As bioinformatics data continue to expand in complexity, with new multidimensional data types such as tables and images entering the stream, the time-honored approach of quickly writing a Perl program to parse one format into another becomes problematic.
A potential solution has been available since the late 90’s in the form of CORBA (Common Object Request Broker Architecture), a protocol maintained by the Object Management Group, a software standards group.
CORBA potentially could permit data types to interface with one another in a platform independent way, but it has thus far received lukewarm response from the bioinformatics community because of complaints that it is difficult to learn and write, and that OMG’s standards approval process is too cumbersome and time consuming for the fast paced world of bioinformatics.
But as methods and data become increasingly object-like in their presentation, a new look at CORBA may be warranted.
A number of CORBA-based tools for bioinformatics have already appeared. Fabien Campagne, bioinformatics officer at Mount Sinai School of Medicine in New York, has written a CORBA implementation of the venerable Higgins-Sharp CLUSTALW multiple alignment tool.
According to Campagne, the freely downloadable application enables a user to communicate with a CLUSTAL server from within any application such as a text editor. In the past typical implementations of CLUSTAL have been hard-coded into a sequence analysis package, or else run from a UNIX command line.
Another example of CORBA’s growing popularity is last year’s extension to Lion Bioscience’s SRS, published by the European Bioinformatics Institute’s SRS group. It provides access to the data managed by an SRS server via CORBA wrappers that allow client applications such as visualization and data mining tools to access and query SRS servers remotely.
Enabling the move from linear text-based information to objects — information and methods or processes wrapped up together — Jian Hu and colleagues at the Roslin Institute in Edinburgh have published an implementation of a CORBA-based genome mapping system prototype with emphasis on database connectivity and GUI in the Internet environment.
Another CORBA-based map implementation is an interface definition language specification for genome maps, which has been presented to the community by Emmanuel Barillot and colleagues at Infobiogen of Villlejuif, France.

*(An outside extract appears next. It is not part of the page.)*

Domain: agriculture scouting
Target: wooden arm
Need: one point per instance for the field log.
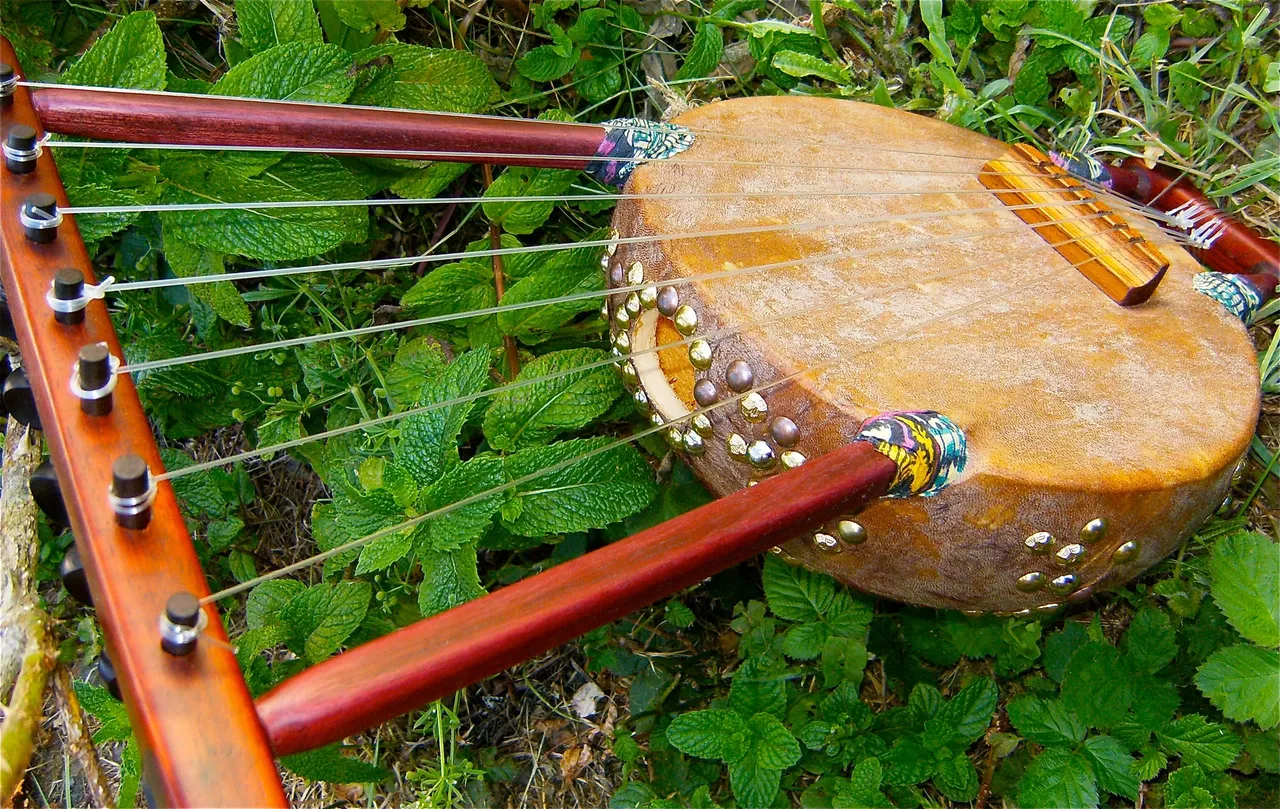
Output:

The CORBA IDL has been written and implemented for RHdb radiation hybrid and HuGeMap databases. Barillot said it can be generalized to all genome maps.
Jeremy Parsons of the European Molecular Biology Laboratory and Patricia Rodriguez-Tomé of Cereon Genomics have used CORBA with a different goal, to address the problem of error and redundancy in public EST databases. They claim their CORBA-based JESAM software allows users to generate custom EST-derived databases without repeating the complex intermediate work of others to get a different view of the data.

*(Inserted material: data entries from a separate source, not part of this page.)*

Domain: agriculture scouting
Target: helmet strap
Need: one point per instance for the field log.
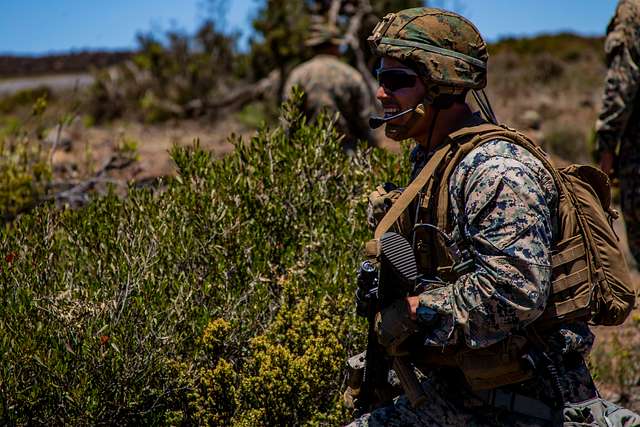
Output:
(400, 132)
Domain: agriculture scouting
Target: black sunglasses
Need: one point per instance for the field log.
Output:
(396, 78)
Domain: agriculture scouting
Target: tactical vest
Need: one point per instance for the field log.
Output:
(590, 278)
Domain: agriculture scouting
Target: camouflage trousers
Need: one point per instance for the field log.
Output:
(446, 407)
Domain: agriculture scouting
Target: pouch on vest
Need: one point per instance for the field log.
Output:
(590, 277)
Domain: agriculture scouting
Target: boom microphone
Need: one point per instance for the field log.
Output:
(376, 121)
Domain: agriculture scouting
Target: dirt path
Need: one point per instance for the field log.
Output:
(55, 82)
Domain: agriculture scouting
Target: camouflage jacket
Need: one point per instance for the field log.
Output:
(502, 203)
(618, 125)
(337, 87)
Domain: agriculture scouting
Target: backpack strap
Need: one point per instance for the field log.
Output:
(411, 191)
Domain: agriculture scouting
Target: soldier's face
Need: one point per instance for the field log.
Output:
(396, 99)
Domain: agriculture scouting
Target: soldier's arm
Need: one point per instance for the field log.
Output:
(501, 205)
(622, 81)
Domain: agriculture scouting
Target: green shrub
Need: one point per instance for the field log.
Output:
(224, 299)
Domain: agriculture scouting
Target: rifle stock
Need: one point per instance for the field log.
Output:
(397, 276)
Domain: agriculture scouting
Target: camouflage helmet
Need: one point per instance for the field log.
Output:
(447, 49)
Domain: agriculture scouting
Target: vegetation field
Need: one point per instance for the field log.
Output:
(156, 270)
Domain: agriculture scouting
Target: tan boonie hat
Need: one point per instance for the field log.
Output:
(448, 48)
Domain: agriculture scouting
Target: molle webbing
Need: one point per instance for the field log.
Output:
(590, 279)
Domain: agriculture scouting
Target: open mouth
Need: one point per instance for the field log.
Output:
(391, 111)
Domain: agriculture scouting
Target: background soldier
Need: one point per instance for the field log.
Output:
(472, 332)
(618, 126)
(332, 85)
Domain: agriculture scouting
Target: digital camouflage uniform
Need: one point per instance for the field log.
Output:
(502, 199)
(618, 125)
(330, 84)
(503, 204)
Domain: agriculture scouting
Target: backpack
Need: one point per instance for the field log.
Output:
(590, 277)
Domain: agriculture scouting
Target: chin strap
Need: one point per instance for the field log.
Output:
(400, 132)
(485, 106)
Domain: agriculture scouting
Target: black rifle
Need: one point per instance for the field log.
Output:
(395, 278)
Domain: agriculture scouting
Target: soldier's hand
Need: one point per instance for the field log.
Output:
(394, 325)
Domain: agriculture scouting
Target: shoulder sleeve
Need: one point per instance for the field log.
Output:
(501, 197)
(622, 48)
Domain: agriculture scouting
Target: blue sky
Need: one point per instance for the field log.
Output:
(42, 26)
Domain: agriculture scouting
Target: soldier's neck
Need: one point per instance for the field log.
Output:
(443, 123)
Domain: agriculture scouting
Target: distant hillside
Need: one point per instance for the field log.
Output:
(21, 66)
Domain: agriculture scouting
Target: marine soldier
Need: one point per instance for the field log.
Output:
(334, 86)
(475, 330)
(618, 126)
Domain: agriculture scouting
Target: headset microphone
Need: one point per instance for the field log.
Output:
(376, 121)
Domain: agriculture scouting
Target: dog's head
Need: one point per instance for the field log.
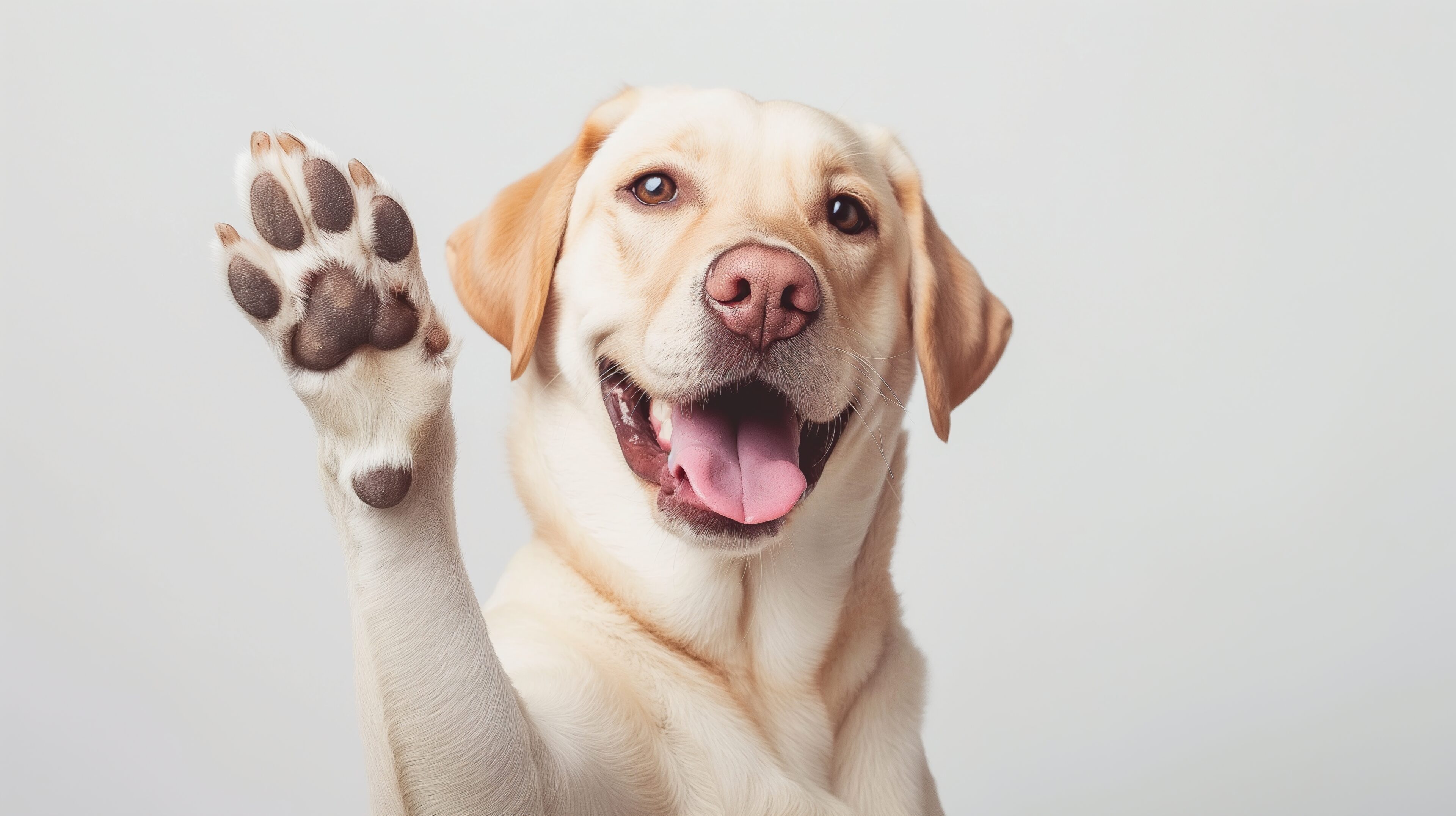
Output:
(728, 285)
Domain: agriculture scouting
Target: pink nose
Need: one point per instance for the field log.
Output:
(764, 293)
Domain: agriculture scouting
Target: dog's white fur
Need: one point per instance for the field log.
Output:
(622, 664)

CORBA has also been put to work on the problem of DNA chromatogram traces. The familiar four-color traces are the primary data source for all large-scale genomic and EST sequencing projects, and many later analyses such as contig assembly and polymorphism detection depend on them.
But obtaining and using traces is difficult because they are not collected and published centrally, and their volume content is much larger than the base calls derived from them. Parsons and colleagues at EBI developed a client/server system based on a Java applet at the client side and facilitated by CORBA to enable the user to look them up in a repository.